The Aloe arborescens is also a favourite of Grenville’s for its impressive medicinal properties. The leaf sap is used to promote wound healing as it is antibacterial, anti-ulcer, and anti-inflammatory (commonly used to treat rashes and burns). “I’ve used the leaf sap successfully for an allergic reaction to Ornithogalum leaf sap. I cut the leaves in half (lengthwise) and made them into bandages and they certainly did the trick!”
In the Eastern Cape and KwaZulu-Natal regions, the aloe has been used for stomach aches and given to chickens to prevent them from getting sick. “One of our staff puts slices of the leaves in the birdbaths for our chickens to drink – her granny taught her that when she was little”.
For beginner gardeners, Grenville recommends the Scadoxus puniceus which is commonly known as the Paintbrush lily. Although rare and slow-growing, this deciduous bulb has huge crimson flowers that open in spring adding a striking pop of colour to any garden and which Grenville says is worth the wait. “As it is deciduous (sheds annually) one doesn’t have to worry about it during a frosty winter and it prefers a very shady garden even doing well indoors,” adds Grenville.
View Grow Wild’s website for their extensive indigenous plant offering under their “Plant List”.
Random Harvest Nursery
Started by Linda De Luca who has over 26 years of experience in the industry, The Random Harvest Nursery offers around 800 species of plants including herbs, shrubs, flowering plants, bulbs, grasses, succulents, water plants, and one of the “most extensive stock ranges of indigenous trees for sale in Johannesburg, Gauteng” according to their website.
Browse their comprehensive South African indigenous plant catalogue to get an idea of what might suit your space.
After perusing their indigenous plant offering, choose from their selection of fresh, homemade food treats to go with a cup of tea in their tea garden surrounded by some of the indigenous flora also found in their nursery.
The Indigenous Nursery
Founded and fuelled by an eco-conscious gardening ethos, The Indigenous Nursery grows and sells indigenous plants specifically suited to the Pietermaritzburg climate.
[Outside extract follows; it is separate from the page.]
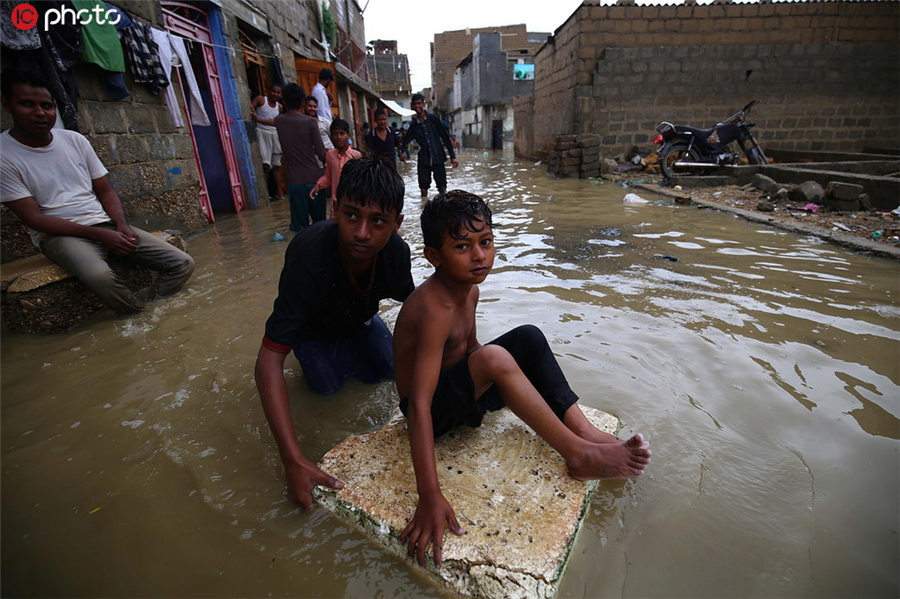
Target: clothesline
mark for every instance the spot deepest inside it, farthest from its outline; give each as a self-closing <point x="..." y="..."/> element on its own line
<point x="212" y="45"/>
From large trees to shrubs, groundcovers, and pot plants, SANBI reports that The Indigenous Nursery offers a range of special plants including mountain hard pear, Diascia, stonecrop, Thorncroftia, Portulacaria, Euphorbia, Streptocarpus, and aloes.
The Cape or African Mallow was recently recommended by the nursery in an Instagram post both as an “impossible-to-kill” shrub and to make any garden pop with shades of dramatic pink. According to the post, this shrub likes full sun, blooms between May and October, and attracts pollinators like butterflies and bees.
The nursery also offers a landscaping service on request.